Creative Thinking in Schools / Education

Creativity is the act of turning new and imaginative ideas into reality. It is characterised by the ability to perceive the world in new ways, to find hidden patterns, to make connections between seemingly unrelated phenomena, and to generate solutions.

“Creativity is the process of bringing something new into being. It requires passion and commitment.”

It involves majorly two processes: thinking, then producing. If you have ideas but don’t act on them you are imaginative but not creative. Being the educators we are often asked, does creativity come from within or is it a skill which can be developed

Creative or innovative thinking is the kind of thinking that leads to new insights, novel approaches, fresh perspectives, whole new ways of understanding and conceiving things. The products of creative thinking in schools include some obvious fields like music, poetry, dance, dramatic, literature, inventions and technical innovations. But there are some not so obvious example such as, the ways of putting a question that expand the horizons of possible solutions, or ways of conceiving relationships that allows people to see the world in an imaginative and different way.

Through creative thinking or innovation, education encourages the students to explore and understand the world of culture and gives the perfect opportunity to bring a change. Learning process becomes stress-free and gives the students the environment to work fearlessly on their original ideas.

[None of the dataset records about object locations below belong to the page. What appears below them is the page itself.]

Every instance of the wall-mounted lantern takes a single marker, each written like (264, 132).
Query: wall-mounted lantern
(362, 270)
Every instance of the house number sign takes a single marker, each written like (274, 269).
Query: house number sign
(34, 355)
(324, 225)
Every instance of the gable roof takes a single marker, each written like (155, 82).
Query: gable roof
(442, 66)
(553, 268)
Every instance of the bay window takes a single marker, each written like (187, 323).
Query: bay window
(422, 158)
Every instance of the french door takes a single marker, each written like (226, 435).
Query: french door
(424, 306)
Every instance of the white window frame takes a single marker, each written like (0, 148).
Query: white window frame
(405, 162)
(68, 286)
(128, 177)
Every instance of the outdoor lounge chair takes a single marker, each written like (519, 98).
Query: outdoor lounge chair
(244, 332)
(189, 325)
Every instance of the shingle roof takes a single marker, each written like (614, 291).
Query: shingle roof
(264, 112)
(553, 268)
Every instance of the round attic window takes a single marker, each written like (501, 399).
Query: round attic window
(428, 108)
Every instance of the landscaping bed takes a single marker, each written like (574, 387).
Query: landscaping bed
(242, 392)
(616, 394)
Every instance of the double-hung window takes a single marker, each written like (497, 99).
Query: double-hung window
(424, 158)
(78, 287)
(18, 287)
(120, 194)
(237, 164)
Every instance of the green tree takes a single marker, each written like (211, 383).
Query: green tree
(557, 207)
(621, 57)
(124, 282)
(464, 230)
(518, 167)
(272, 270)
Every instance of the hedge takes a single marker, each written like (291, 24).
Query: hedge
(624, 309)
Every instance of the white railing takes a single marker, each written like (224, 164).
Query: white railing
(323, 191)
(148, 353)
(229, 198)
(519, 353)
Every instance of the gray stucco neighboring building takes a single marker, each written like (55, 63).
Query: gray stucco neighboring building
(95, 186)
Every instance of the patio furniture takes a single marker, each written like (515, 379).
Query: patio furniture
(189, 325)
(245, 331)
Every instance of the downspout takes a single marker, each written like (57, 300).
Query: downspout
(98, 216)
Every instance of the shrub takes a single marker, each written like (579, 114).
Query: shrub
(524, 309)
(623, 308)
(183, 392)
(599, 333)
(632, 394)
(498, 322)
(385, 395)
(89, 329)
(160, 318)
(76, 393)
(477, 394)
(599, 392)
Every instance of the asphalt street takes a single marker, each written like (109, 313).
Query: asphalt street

Here at Cambridge Court World School we recognise, appreciate and encourage different styles of creativity. ‘Gerard Puccio’ describes the advantages and disadvantages of two styles of creative people: adaptors who focus on improving an existing situation and innovators who develop and advocate new solutions in terms of digital learning in schools.

We respect and value the adaptive and innovative styles of creativity. We believe that students can learn more effectively together by capitalising on each other’s strengths, rather than criticising each other because of individual differences. If an atmosphere of openness and trust prevails then the adaptors and innovators will be able to join their creative talents to bring success.

A hands-on-minds approach can help students to actively take ownership of their learning process. Learning happens most effectively when learners are motivated, and give each other opportunities to understand it at a deeper level.

This framework can support teachers to create impactful learning opportunities for their students that enable them to explore their own competencies. Hereby, inhibitions can be reduced and creativity can be promoted and students can be enabled to develop the perseverance, creativity and ability to adapt to changes that are so highly valued in life- of today, and of tomorrow.